Easing growth in China's construction and real estate markets is compelling many foreign architecture firms to trim both staff numbers and salaries.

The ongoing slowdown in China’s economic growth is hitting the country’s domestic architecture market, with many foreign companies now opting to reduce their operations in the Middle Kingdom.

Despite a boom in building projects and property developments since the turn of the decade, fuelled significantly by Beijing’s efforts to prop up the economy amidst trying international conditions, growth in China’s construction and real estate markets is now beginning to ease.

Constructions fell by 16 per cent in the first half compared to the same period last year. While home prices and sales saw a modest uptick in major cities during the second quarter, many developers remain wary about starting work on new projects due to a potential oversupply of both residential and commercial property.

Local governments withdrawing from urban projects, while Xi Jinping’s crackdown on corruption has led to the scuppering of many bonanza vanity projects.

The mood of caution surrounding new projects has compelled many companies, both foreign and domestic, to shelves new projects, as well as retrench workers and trim salaries.

Aedas, one of the world’s largest architecture firms, serves a case in point. The award-winning international architecture practice issued an internal memo to members of its Hong Kong office informing them that pay cuts of between five to 20 per cent would be implemented starting in July.
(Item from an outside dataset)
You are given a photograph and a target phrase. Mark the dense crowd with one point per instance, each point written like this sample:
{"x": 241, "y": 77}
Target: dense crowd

“Aedas’ workload has reduced and in these challenging times we need to adjust our costs to suit our current workload and the prospects for new work in this difficult market,” read the memo. “This is a very tough decision to make.”

According to the firm 275 members of its 627 strong-team in Hong Kong was subject to salary cuts, while five directors based in the mainland were subject to 10 per cent pay reductions.

The pay cuts followed the retrenchment of 24 members out of Aedas’ 281 workforce in mainland China at the start of the year.

According to Aedas chairman Keith Griffiths the retrenchments and pay cuts are part of efforts to adjust to the slowing pace of urbanisation in China as its economy matures.

The international giants are far from alone when it comes to staff reduction, with many smaller domestic and foreign architecture practices also cutting back their teams in order to deal with a more difficult market.